“I am just a number”.
Too often when teens fall into a depression it’s chalked up to smartphones and average teenage angst. While those factors are unfortunately incredibly prevalent in our society, they aren’t influential enough to cause the same widespread panic as chemistry; nor does it leave the same anxiety of four hours of homework after six hours of school. Not to mention it’s been preached constantly that joining a sport is a must – maybe soccer, if not soccer, maybe cross country. If not a sport then maybe a club or two or three or four. Add on another one to two hours. That makes eleven hours, not even considering part time jobs: It’s lunacy to carry the belief that kids as young as fourteen can handle this workload, and it gets heavier each year.
Teenagers at Bedford High School are brilliant and talented and responsible above the standards most teenagers are held to: And herein lies the issue – we are being trained to become adults, contributing members of society, independent and scholarly. And while those may seem like simple expectations, most of us are just trying to decide whether to eat dinner or study the names of men who were historically awful at making decisions.
Spoken or unspoken, in the air is the overwhelming feeling that whatever we do isn’t enough; getting an A- on a paper used to feel good, until the girl next to you got an A+. Will we ever stop comparing ourselves to others? Will we ever look past our GPAs and extracurriculars? Will we ever stop attaching a grade to our value as people?
We all have our loves and passions and opinions. Our job as teenagers is to search for the paths we want to take in life, explore politics or religion, marketing or painting. But in an environment where certain passions are valued at a much higher level than others, it’s easy to fall into a path made for someone else: We need time to figure ourselves out before college, we need time to sleep and smile and laugh. We need time to make mistakes and forge friendships. We are tired, and we need support and understanding.
One junior at Bedford High School, when asked why they do not feel valued in their school, says, “There are so many unachievable standards that I feel I need to reach, constant pressure about what I want to do and what college I want to go to when all I want to be is happy.” We are constantly pushed to do better, and to be better, so it comes highly appreciated when a teacher or administrator says they are proud of us once in awhile.

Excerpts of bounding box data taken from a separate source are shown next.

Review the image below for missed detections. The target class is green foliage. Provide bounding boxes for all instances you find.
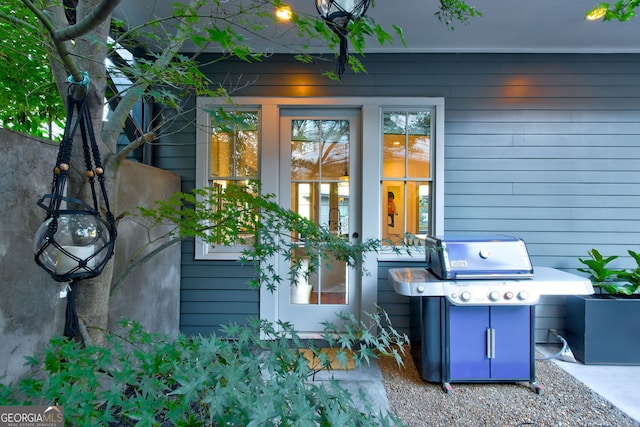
[436,0,482,30]
[587,0,640,22]
[0,0,66,138]
[0,314,406,427]
[578,249,640,295]
[139,182,410,291]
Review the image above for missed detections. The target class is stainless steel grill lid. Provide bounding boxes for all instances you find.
[425,235,533,280]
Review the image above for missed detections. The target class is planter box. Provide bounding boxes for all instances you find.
[565,294,640,365]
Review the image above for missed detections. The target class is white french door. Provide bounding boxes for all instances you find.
[277,108,362,334]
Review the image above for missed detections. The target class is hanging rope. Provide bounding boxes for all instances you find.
[34,72,117,337]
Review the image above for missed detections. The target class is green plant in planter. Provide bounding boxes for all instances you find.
[578,249,640,295]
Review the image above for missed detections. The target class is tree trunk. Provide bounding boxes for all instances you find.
[50,0,119,345]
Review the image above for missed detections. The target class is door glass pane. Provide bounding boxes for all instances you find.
[291,120,320,180]
[290,119,350,305]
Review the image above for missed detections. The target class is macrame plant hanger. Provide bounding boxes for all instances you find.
[34,72,117,338]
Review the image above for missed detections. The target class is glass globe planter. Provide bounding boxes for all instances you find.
[33,211,113,282]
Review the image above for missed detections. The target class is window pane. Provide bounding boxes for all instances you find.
[321,120,349,180]
[209,111,259,179]
[382,113,407,178]
[382,111,432,243]
[407,112,431,178]
[382,181,405,243]
[209,180,258,246]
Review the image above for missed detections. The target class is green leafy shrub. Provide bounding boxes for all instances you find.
[578,249,640,295]
[0,312,407,427]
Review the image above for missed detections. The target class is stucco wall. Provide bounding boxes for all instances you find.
[109,161,180,336]
[0,129,66,383]
[0,129,180,383]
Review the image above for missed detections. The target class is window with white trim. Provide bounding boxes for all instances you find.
[381,108,433,244]
[196,108,260,259]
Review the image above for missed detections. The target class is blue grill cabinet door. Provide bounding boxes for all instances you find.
[449,305,491,380]
[491,306,532,380]
[445,305,533,382]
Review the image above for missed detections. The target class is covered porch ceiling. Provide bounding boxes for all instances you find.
[115,0,640,53]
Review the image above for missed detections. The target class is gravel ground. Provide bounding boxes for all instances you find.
[379,349,640,427]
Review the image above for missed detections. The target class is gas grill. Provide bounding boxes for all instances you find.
[388,235,593,393]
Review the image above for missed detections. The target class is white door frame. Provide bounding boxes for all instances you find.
[196,97,444,334]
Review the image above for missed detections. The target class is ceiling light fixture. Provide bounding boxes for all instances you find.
[316,0,371,78]
[587,6,607,21]
[276,4,293,22]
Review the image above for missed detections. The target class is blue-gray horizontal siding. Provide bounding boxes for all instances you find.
[378,262,418,336]
[158,54,640,341]
[180,240,260,335]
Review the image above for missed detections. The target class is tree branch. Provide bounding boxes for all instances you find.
[117,131,158,161]
[110,237,182,295]
[21,0,83,82]
[52,0,121,42]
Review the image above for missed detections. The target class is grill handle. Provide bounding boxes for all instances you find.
[487,328,496,359]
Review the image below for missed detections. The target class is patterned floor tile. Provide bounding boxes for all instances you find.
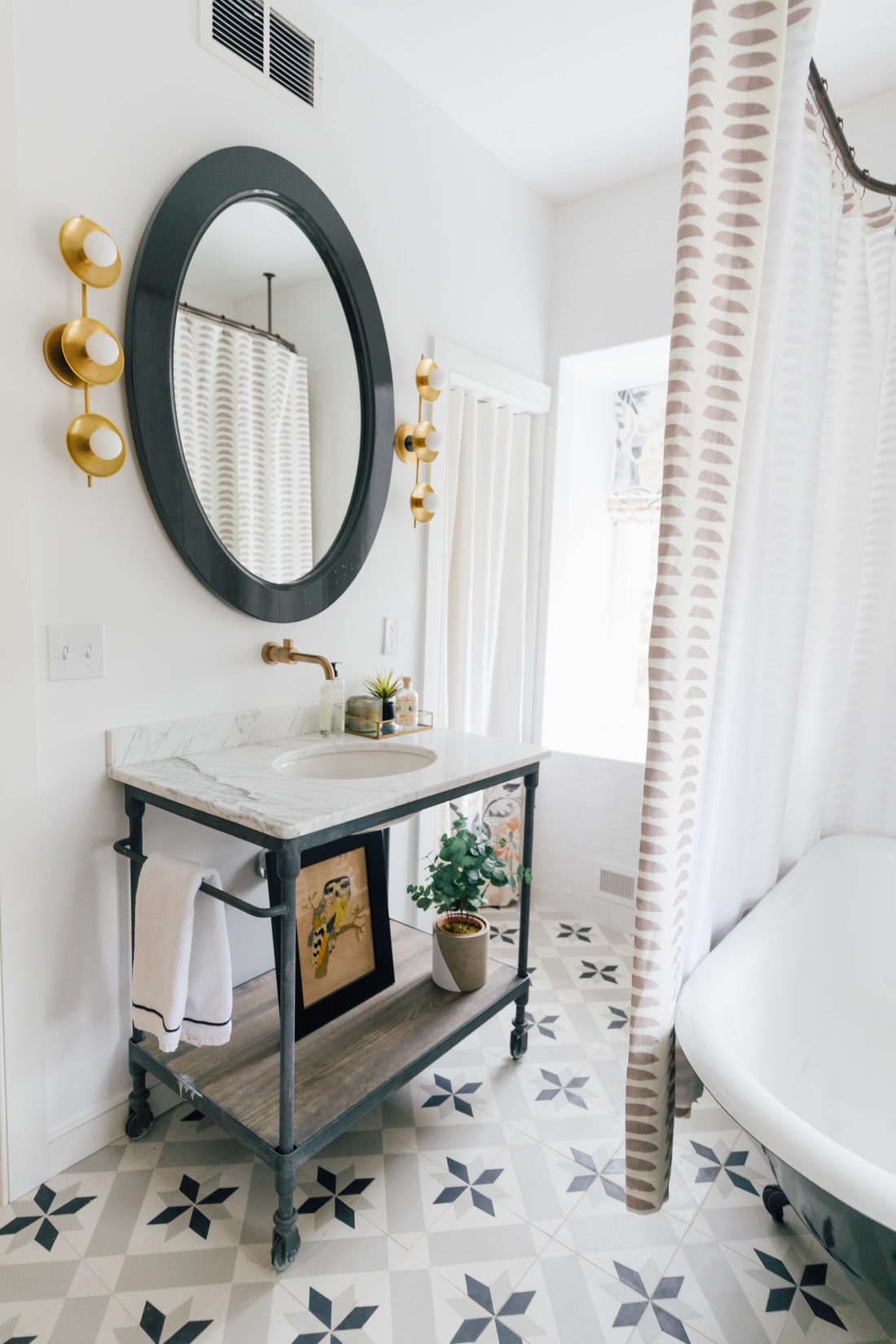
[134,1102,246,1171]
[555,1188,687,1274]
[0,1261,126,1344]
[12,907,896,1344]
[763,1239,896,1344]
[665,1230,789,1344]
[516,1242,642,1344]
[412,1218,550,1290]
[70,1153,251,1293]
[114,1282,301,1344]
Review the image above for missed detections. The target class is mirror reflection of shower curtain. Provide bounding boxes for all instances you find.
[437,389,532,904]
[173,310,313,583]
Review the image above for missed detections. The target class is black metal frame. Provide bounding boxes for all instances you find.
[114,762,538,1270]
[809,60,896,196]
[266,831,395,1040]
[125,145,395,622]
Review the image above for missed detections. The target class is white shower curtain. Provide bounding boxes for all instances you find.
[437,389,532,904]
[173,310,313,583]
[626,0,896,1212]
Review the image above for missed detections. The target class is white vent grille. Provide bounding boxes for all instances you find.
[600,868,634,901]
[199,0,321,117]
[270,10,314,108]
[211,0,265,70]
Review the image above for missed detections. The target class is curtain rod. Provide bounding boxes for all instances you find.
[178,300,298,355]
[809,60,896,196]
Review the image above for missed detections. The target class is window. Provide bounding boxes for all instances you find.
[542,339,669,761]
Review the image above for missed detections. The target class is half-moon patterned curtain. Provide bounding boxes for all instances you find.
[626,0,821,1212]
[173,310,313,583]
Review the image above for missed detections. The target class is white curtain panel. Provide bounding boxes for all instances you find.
[442,389,532,740]
[626,0,822,1212]
[173,310,313,583]
[437,389,532,904]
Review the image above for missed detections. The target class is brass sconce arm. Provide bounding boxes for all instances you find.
[262,639,336,682]
[43,215,126,485]
[395,355,447,527]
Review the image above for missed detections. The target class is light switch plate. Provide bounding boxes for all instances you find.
[383,616,397,656]
[47,625,105,682]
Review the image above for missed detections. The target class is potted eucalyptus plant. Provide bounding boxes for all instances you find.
[407,816,530,992]
[364,670,402,732]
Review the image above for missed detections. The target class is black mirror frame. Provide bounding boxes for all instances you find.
[125,147,395,622]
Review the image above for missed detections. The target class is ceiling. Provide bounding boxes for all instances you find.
[186,200,327,298]
[317,0,896,200]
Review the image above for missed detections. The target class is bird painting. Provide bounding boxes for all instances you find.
[308,874,354,980]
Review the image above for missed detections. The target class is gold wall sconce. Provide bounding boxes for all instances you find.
[43,215,128,485]
[395,355,447,527]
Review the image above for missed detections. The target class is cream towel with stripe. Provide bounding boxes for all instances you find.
[132,854,234,1051]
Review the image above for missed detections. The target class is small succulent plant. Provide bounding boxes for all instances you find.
[364,668,402,701]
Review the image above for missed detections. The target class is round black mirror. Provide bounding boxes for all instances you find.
[125,148,393,622]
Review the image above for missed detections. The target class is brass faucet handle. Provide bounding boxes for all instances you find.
[262,639,298,666]
[262,639,336,682]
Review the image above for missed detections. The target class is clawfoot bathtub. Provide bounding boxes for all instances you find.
[676,836,896,1301]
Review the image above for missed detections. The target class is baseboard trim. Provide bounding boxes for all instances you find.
[47,1079,182,1176]
[532,891,634,933]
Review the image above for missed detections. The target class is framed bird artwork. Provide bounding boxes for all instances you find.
[266,831,395,1040]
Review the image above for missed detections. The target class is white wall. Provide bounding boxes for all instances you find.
[0,0,552,1177]
[534,167,681,922]
[532,751,643,928]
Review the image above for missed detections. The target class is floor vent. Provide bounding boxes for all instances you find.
[600,868,634,901]
[199,0,321,116]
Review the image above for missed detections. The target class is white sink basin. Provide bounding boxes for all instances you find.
[274,742,437,780]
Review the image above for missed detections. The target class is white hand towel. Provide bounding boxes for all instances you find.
[130,854,234,1051]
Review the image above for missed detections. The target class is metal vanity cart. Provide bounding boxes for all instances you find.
[114,759,538,1270]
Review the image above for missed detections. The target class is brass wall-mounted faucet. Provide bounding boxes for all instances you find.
[262,639,336,682]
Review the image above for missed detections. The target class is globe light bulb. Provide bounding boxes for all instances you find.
[85,332,120,367]
[87,424,121,463]
[81,229,118,267]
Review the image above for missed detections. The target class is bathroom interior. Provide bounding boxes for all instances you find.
[0,0,896,1344]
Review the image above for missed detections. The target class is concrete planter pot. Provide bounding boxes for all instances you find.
[433,914,489,993]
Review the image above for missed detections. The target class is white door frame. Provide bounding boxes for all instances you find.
[419,336,551,898]
[0,0,47,1203]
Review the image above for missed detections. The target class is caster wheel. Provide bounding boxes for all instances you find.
[270,1227,301,1274]
[762,1185,790,1223]
[125,1106,156,1139]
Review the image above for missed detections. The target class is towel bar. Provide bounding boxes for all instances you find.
[112,840,286,920]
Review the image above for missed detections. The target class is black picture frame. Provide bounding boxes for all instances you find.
[125,145,395,624]
[266,831,395,1040]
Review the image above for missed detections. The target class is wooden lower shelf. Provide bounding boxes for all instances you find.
[141,920,525,1150]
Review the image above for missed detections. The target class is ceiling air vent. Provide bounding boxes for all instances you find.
[270,10,314,108]
[211,0,265,70]
[600,868,634,901]
[199,0,321,118]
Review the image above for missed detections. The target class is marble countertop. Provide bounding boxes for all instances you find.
[106,709,550,840]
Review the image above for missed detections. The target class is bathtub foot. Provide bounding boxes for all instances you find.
[762,1185,790,1223]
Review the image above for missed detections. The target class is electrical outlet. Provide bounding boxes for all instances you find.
[383,616,397,656]
[47,625,105,682]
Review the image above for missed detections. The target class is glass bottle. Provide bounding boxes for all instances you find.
[395,676,418,731]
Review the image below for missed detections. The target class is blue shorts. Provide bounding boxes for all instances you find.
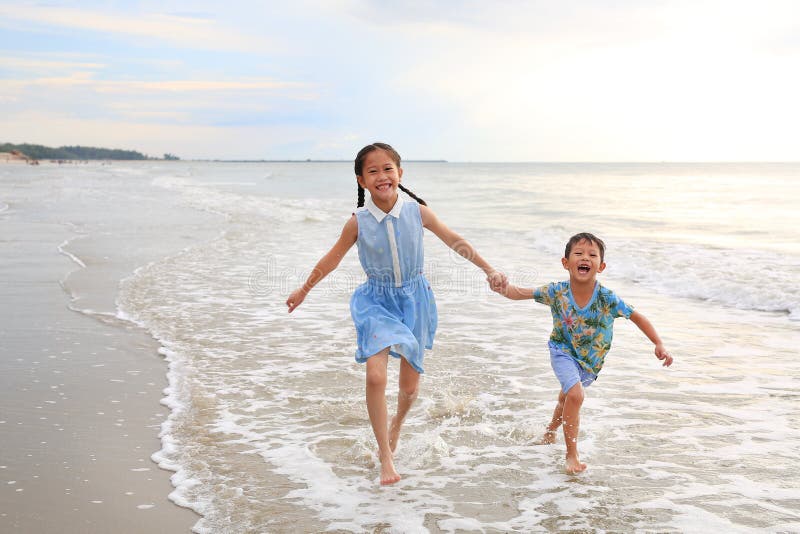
[548,345,597,393]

Mental illness in teenagers is currently at record breaking rates, and it’s not because of breakups, Instagram or hormonal imbalances: It’s because we are exhausted yet expected to bear enormous responsibilities and expectations; I don’t have all the answers but I know that many teens are sad and are feeling neglected. Together, the BHS community can band as one to let students know they are not alone and they are valued.